习近平可以通过向其人民放权,迈出第一步。现在归集体所有的农业用地,可以实现私有化,交到农民手中;司法系统必须合理解答民间的冤情;要逐步取消户口制度,赋予农民工家庭享有国家适当补助的医疗卫生和教育的权利。同时,他应当开始放松党的管制。中国被“宠坏”的国有银行,现在应该参与到激烈的竞争中去。金融市场应该响应经济信号,而不是行政管制;一个更加自由的媒体环境是打击腐败的重要帮手。
Such a path would be too much for those on the Chinese “left”, who look scornfully at the West and insist on the Communist Party’s claim—its duty, even—to keep the monopoly of power. Even many on the liberal “right”, who call for change, would contemplate nothing more radical than Singapore-style one-party dominance. But Mr Xi should go much further. To restore his citizens’ faith in government, he also needs to venture deep into political reform.

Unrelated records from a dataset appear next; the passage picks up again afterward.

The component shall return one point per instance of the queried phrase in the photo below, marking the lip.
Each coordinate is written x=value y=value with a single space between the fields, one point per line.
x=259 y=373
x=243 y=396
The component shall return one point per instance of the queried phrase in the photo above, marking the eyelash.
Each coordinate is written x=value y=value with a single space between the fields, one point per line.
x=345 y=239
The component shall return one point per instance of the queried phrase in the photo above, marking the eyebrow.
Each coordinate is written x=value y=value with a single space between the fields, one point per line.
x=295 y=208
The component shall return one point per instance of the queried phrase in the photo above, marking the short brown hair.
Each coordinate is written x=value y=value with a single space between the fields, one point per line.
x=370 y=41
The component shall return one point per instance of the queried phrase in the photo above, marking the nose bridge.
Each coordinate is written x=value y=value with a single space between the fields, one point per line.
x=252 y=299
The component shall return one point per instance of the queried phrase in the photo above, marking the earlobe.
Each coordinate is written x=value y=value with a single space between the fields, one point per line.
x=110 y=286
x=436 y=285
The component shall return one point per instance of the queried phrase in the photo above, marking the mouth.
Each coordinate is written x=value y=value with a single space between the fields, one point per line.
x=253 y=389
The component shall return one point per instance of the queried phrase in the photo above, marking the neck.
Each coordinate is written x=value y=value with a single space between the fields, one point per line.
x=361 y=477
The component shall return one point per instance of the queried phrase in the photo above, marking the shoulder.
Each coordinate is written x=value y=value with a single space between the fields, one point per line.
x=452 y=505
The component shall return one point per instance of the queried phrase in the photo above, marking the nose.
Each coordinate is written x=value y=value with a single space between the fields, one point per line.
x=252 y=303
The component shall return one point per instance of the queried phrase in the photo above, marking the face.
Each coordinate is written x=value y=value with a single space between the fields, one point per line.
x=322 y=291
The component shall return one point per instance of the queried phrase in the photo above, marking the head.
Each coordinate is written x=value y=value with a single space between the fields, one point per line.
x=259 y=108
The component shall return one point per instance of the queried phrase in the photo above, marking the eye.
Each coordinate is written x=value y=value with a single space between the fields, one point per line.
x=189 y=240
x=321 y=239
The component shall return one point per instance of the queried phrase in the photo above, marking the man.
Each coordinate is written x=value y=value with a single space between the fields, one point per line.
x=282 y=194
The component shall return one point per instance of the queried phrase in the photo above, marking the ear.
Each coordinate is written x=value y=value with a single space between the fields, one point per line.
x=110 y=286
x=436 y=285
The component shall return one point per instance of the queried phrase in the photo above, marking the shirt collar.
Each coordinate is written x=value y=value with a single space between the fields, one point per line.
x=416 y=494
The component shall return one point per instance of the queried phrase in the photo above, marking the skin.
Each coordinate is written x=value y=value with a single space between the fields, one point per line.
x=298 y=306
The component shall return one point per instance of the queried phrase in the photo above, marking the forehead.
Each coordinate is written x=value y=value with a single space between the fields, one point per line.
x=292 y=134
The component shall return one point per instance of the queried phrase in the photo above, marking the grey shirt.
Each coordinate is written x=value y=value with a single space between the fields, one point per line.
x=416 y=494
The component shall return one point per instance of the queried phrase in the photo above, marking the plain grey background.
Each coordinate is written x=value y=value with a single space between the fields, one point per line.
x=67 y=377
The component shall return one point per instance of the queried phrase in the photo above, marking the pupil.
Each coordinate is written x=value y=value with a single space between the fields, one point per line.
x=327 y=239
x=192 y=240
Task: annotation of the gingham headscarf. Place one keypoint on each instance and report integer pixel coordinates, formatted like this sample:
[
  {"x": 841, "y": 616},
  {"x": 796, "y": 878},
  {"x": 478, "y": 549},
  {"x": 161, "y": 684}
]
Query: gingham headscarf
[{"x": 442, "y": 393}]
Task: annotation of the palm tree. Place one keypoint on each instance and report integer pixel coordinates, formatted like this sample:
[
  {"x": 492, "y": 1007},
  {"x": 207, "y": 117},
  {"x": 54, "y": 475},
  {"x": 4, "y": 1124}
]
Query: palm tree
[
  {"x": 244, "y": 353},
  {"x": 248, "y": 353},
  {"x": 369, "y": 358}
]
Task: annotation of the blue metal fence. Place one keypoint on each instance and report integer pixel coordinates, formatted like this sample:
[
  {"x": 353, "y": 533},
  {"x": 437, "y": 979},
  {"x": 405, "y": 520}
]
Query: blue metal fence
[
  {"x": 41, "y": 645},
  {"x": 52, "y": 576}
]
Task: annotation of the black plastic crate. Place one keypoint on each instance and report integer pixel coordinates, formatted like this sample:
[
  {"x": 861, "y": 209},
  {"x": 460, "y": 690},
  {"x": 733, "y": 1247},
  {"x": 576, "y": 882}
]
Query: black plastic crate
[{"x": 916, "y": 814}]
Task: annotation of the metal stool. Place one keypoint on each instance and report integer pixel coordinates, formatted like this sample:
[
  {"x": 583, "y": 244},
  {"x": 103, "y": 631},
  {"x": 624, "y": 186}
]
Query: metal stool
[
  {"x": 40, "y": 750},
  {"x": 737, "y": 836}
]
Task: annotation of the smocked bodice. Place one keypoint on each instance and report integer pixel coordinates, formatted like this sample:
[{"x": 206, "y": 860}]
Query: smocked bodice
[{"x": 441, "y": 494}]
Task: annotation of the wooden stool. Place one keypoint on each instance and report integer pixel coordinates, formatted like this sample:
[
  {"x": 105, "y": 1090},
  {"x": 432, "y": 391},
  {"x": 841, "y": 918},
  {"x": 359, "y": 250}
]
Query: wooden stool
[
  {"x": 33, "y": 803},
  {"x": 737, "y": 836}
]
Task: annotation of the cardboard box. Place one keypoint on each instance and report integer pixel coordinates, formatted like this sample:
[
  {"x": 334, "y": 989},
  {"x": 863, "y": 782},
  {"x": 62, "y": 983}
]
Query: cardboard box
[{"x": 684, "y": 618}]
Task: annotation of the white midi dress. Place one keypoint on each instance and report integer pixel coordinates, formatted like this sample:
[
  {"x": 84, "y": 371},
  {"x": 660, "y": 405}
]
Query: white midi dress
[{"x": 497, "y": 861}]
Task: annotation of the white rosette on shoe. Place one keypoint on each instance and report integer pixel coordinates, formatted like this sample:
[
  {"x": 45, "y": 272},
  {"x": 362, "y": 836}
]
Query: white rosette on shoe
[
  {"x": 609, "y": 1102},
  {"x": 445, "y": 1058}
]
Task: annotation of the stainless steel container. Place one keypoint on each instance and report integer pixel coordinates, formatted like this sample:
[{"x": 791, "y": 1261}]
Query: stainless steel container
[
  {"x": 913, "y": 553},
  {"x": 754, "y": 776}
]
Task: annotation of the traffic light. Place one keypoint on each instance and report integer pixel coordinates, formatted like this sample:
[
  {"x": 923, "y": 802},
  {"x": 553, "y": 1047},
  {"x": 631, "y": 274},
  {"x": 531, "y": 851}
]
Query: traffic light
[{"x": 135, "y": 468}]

这样一条道路,对中国的“左派”来说,似乎太激进了。这些左派对西方世界不屑一顾,始终坚持他们的原则,同时也是职责——确保中共一党专政。即使对渴望改革的“右派”来说,他们也会认为新加坡模式的一党专政也太过激进了。不过,习有可能走的更远。为了让人民信任政府,他需要冒险进行深入的改革。
That might sound implausible, but in the 1980s no less a man than Deng spoke of China having a directly elected central leadership after 2050—and he cannot have imagined the transformation that his country would go on to enjoy. Zhu Rongji, Mr Wen’s predecessor, said that competitive elections should be extended to higher levels, “the sooner the better”. Although the party has since made political change harder by restricting the growth of civil society, those who think it is impossible could look to Taiwan, which went through something similar, albeit under the anti-Communist Kuomintang.
看上去似乎难以置信,不过,上世纪80年代,邓小平曾提到中国在2050年后将会通过直接选举产生领导人,做出相同表述的不仅仅他一人,他不可能在当时想象得到,中国继续享有这种转变的情形。温家宝的前任朱镕基曾表示竞争激烈的选举可以推广到高层,而且“越早越好”。尽管,中共限制民间团体的发展,使得政治改革举步维艰,但那些对改革存疑的人可以参照一下台湾——台湾的经历与大陆极为相似,不过它最终在反共的国民党治下实现了改革。
Ultimately, this newspaper hopes, political reform would make the party answerable to the courts and, as the purest expression of this, free political prisoners. It would scrap party-membership requirements for official positions and abolish party committees in ministries. It would curb the power of the propaganda department to impose censorship and scrap the central military commission, which commits the People’s Liberation Army to defend the party, not just the country.
最后,本刊希望:政治改革要促使党对政治案件负责,明确地讲,就是释放政治犯。本报同时希望,废除只有党员才能担任政府官员的条件限制,废除各部党委。限制宣传部强加的新闻审查制度,解散中央军委,因为这一部门授予人民解放军保卫中共——而不仅仅是中国——的职责。
No doubt Mr Xi would balk at that. Even so, a great man would be bold. Independent candidates should be encouraged to stand for people’s congresses, the local parliaments that operate at all levels of government, and they should have the freedom to let voters know what they think. A timetable should also be set for directly electing government leaders, starting with townships in the countryside and districts in the cities, perhaps allowing five years for those experiments to settle in, before taking direct elections up to the county level in rural areas, then prefectures and later provinces, leading all the way to competitive elections for national leaders.
习近平无疑会对此颇感犹豫。即便如此,作为一名为人就应该一往无前。他应该鼓励独立的候选人代表人代表大会,代表在各级政府层次上运作的各级人大,他们应该能够自由地告诉选民自己的想法。应该为直接选举政府领导设定一个时间表。首先从农村的乡镇和城市的区级机构开展,或许可以利用五年时间试运行这一方案,然后将直接选举推广到农村的县级机构,然后到地级市,然后到省级,直到最后,可以通过这种方案选举产生国家领导。
The Chinese Communist Party has a powerful story to tell. Despite its many faults, it has created wealth and hope that an older generation would have found unimaginable. Bold reform would create a surge of popular goodwill towards the party from ordinary Chinese people.
中共的未来,任重而道远。尽管本身存在一些缺点,但它创造了前人所无法想象的财富和希望。大胆的改革将会使老百姓更加拥护这个政党。
Mr Xi comes at a crucial moment for China, when hardliners still deny the need for political change and insist that the state can put down dissent with force. For everyone else, too, Mr Xi’s choice will weigh heavily. The world has much more to fear from a weak, unstable China than from a strong one.
习近平上台的时刻对中国来说是个关键的时刻,此时的强硬路线者仍拒绝变革,并坚信国家依旧可以通过武力压制异见分子。对所有人而言,习的选择至关重要。与其说全世界惧怕一个强盛的中国,不如说,一个羸弱、动荡的中国更让人担忧。